A major problem with the EU directive is that, unlike a law, implementation of its guidelines can differ among the member nations, counteracting the intended goal of trial normalization and complicating international collaboration.

Moreover, in establishing standards for clinical trials, the directive doesn't substantially differentiate between industry-sponsored and academic trials. In both cases, a single sponsor is now required to take responsibility for the “initiation, management and/or financing of a clinical trial.” A single sponsor may be the norm for industry trials. But academic trials are co-run by foundations, charities, medical centers and universities and are not accustomed to a single entity being held fully accountable. Finding a sponsor that will shoulder the entire legal responsibility is now a significant hurdle.

The directive also imposes new stipulations on the manufacture and labeling of medicinal products used in trials and more stringent safety reporting and trial monitoring. Adherence to the new standards requires increased time, infrastructure and possibly staff, thereby raising the costs of trials. Such new financial constraints may ultimately prohibit the testing of innovative therapies by academic researchers, leading to a decrease in the number of clinical trials and eventually to fewer treatment options.

Now, two years into the directive's launch, some of these fears are proving justified (p. 110). A recent study of eight Clinical Trials Units in the UK confirmed that the directive dramatically augments the regulatory and financial burden for non-commercial clinical trials and reduces the incentive to engage in international trials because of the variable interpretation of the directive across EU states (Eur. J. Cancer 43, 8–13; 2007). For non-commercial cancer trials, the study estimated that the directive has doubled the cost, increased the complexity of paperwork and created impediments to finding a trial sponsor. Failure to obtain a sponsor prevented three units from engaging in any new trials since the directive's formal implementation in May 2004.

The Clinical Trials Unit's investigators conceded that fulfilling the documentation requirements would become easier with time, but concluded that the EU directive had failed in its intended attempts to harmonize and simplify the regulation of clinical trials.

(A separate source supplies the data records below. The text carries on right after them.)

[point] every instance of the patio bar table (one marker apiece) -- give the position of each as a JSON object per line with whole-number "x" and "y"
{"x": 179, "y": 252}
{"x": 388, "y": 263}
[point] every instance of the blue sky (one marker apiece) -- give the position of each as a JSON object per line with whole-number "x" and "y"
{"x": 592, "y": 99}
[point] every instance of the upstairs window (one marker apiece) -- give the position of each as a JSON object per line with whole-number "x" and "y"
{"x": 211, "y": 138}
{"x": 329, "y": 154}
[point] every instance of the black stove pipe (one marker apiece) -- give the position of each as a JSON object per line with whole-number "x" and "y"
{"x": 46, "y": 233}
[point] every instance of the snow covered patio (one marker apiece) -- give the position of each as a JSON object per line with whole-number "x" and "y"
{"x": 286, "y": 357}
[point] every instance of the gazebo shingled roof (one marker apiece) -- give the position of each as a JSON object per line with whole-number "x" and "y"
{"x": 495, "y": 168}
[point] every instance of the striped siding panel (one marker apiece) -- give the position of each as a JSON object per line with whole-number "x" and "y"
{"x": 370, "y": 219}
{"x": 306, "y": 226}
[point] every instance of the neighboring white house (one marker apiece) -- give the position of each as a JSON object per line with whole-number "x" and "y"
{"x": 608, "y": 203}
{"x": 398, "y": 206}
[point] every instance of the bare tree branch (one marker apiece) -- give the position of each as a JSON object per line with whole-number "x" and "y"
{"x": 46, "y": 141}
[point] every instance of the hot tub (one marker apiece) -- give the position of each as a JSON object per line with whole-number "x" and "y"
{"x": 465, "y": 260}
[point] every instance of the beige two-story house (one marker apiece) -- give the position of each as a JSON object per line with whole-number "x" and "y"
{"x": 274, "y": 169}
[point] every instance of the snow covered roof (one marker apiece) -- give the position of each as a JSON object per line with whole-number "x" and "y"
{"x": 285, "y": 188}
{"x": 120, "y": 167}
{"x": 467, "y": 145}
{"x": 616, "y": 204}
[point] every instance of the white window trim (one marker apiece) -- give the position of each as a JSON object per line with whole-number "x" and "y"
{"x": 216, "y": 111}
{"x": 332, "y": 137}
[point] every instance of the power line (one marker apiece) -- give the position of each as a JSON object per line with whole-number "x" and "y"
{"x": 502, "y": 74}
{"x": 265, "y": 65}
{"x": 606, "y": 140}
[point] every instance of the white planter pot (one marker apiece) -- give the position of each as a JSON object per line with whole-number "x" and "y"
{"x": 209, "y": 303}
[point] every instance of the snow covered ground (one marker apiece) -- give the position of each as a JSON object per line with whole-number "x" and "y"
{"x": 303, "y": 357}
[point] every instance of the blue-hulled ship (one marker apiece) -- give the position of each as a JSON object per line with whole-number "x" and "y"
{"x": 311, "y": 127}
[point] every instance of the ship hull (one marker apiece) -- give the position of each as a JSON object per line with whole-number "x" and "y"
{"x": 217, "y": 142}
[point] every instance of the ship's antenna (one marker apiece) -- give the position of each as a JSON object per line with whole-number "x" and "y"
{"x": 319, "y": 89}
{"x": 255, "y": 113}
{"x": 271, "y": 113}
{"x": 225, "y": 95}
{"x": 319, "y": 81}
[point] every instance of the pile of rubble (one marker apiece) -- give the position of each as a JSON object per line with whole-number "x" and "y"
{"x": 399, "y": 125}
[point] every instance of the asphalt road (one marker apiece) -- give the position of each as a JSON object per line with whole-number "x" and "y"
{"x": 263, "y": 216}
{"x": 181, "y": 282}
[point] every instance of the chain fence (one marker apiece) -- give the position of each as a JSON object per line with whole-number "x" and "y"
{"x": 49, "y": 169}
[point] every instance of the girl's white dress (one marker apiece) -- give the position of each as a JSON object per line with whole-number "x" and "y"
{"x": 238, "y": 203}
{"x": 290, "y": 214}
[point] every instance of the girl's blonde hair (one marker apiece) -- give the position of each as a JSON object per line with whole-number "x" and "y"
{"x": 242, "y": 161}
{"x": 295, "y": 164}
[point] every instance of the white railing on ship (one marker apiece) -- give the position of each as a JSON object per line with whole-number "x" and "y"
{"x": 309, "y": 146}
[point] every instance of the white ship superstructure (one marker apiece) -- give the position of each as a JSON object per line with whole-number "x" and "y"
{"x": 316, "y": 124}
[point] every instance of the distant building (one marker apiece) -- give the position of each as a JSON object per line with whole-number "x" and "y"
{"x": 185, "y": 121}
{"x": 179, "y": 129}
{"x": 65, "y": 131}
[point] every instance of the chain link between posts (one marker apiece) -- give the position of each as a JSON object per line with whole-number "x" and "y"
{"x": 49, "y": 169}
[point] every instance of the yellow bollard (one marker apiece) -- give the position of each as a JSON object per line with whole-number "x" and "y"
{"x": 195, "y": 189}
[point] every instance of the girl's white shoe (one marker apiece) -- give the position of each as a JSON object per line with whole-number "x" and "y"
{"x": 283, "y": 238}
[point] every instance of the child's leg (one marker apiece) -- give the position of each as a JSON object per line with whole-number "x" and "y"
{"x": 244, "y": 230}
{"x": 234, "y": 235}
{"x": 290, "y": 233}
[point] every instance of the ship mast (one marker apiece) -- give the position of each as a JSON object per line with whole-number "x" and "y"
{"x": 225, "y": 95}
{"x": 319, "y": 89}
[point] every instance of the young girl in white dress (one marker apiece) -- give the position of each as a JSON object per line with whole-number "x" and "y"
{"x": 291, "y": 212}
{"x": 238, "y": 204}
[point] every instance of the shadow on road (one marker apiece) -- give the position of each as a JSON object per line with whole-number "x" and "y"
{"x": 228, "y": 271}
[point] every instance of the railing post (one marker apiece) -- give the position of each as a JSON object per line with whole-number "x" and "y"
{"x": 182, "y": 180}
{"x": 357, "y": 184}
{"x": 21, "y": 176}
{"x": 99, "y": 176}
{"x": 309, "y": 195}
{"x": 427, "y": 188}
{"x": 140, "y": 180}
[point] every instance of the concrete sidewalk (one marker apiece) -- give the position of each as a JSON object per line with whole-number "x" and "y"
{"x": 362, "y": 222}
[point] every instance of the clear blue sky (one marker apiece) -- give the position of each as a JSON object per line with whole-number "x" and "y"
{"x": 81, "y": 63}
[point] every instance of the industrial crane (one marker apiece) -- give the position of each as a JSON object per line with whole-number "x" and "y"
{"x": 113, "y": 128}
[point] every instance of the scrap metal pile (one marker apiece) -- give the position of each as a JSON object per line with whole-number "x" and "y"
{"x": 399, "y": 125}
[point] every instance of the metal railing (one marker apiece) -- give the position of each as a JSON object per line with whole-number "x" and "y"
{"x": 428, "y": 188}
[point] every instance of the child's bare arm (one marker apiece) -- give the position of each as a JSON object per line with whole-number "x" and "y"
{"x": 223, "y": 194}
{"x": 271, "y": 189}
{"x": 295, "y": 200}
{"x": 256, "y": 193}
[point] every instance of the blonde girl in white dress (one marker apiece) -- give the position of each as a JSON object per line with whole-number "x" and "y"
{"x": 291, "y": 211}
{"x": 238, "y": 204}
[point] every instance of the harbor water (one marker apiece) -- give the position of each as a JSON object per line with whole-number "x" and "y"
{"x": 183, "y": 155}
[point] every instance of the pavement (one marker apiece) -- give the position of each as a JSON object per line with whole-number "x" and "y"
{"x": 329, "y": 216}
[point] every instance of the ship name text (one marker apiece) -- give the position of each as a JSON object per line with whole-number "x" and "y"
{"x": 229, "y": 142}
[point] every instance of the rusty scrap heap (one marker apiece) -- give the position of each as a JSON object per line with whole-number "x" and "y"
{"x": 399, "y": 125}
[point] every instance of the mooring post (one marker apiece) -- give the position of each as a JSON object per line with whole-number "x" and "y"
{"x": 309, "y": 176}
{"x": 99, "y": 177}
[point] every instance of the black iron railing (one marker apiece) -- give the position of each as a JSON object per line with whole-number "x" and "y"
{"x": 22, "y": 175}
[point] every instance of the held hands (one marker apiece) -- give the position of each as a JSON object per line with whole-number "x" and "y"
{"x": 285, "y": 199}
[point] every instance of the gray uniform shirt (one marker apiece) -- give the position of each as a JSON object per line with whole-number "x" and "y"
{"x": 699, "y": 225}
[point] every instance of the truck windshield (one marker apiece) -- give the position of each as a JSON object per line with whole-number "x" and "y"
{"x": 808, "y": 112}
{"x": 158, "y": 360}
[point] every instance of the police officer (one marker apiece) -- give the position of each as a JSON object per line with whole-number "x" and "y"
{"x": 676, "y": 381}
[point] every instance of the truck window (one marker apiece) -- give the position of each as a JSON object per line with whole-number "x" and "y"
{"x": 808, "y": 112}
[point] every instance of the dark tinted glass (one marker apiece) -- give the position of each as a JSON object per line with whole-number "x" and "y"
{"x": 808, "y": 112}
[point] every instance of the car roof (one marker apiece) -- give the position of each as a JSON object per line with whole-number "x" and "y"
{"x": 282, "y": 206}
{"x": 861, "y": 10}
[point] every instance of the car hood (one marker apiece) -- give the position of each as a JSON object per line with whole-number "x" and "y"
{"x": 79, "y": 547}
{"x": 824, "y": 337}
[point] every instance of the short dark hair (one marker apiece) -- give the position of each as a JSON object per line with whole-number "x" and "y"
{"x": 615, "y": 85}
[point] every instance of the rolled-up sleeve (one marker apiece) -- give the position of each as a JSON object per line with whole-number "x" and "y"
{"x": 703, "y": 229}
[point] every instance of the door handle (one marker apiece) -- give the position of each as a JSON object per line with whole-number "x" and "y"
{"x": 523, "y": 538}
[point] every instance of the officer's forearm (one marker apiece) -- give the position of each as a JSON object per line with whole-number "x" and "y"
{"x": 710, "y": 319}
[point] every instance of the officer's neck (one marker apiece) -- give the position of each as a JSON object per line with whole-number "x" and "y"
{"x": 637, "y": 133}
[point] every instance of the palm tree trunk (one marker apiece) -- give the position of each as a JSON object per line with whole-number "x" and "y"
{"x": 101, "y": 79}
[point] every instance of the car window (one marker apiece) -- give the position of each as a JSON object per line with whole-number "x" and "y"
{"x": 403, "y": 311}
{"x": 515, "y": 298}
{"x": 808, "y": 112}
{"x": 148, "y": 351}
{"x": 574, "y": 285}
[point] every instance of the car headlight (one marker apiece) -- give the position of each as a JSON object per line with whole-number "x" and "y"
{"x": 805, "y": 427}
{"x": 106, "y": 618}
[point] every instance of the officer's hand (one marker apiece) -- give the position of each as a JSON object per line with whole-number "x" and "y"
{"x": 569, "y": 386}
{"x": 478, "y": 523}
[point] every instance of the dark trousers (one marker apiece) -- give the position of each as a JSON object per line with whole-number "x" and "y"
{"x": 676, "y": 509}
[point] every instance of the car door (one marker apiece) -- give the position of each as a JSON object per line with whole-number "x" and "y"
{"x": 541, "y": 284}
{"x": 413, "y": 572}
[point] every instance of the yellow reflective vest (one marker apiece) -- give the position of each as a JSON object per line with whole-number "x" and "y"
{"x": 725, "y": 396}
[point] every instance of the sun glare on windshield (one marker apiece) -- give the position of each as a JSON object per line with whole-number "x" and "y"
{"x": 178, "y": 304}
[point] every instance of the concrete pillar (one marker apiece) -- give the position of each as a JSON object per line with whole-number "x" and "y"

In the US, the Food and Drug Administration (FDA) is also updating the regulations governing the management and monitoring of clinical trials to keep in step with advances in electronic data storage and the trend to large, decentralized, multi-site trials. In June 2006, the US FDA announced the launch of The Human Subject Protection and Bioresearch Monitoring Initiative, which aims to increase the oversight of trials and the protection of participants and to improve the integrity of trial data. Thus far, the FDA has published several informational reports on operating, monitoring and reporting on clinical trials in order to eventually draft new rules.

The efforts in the EU and the US to simplify the regulatory burden of clinical trials, improve patient safety and speed approval of new therapies are certainly laudable. But that combination of factors may be working at cross-purposes, and the worst-case outcome may be fewer clinical trials, a drop in international collaboration, increased outsourcing of trials and a loss of diversity in new treatments. If the efforts are to succeed, a flexible approach is essential to revise the regulations if their impact proves detrimental—and preferably in less time that the duration of the average clinical trial.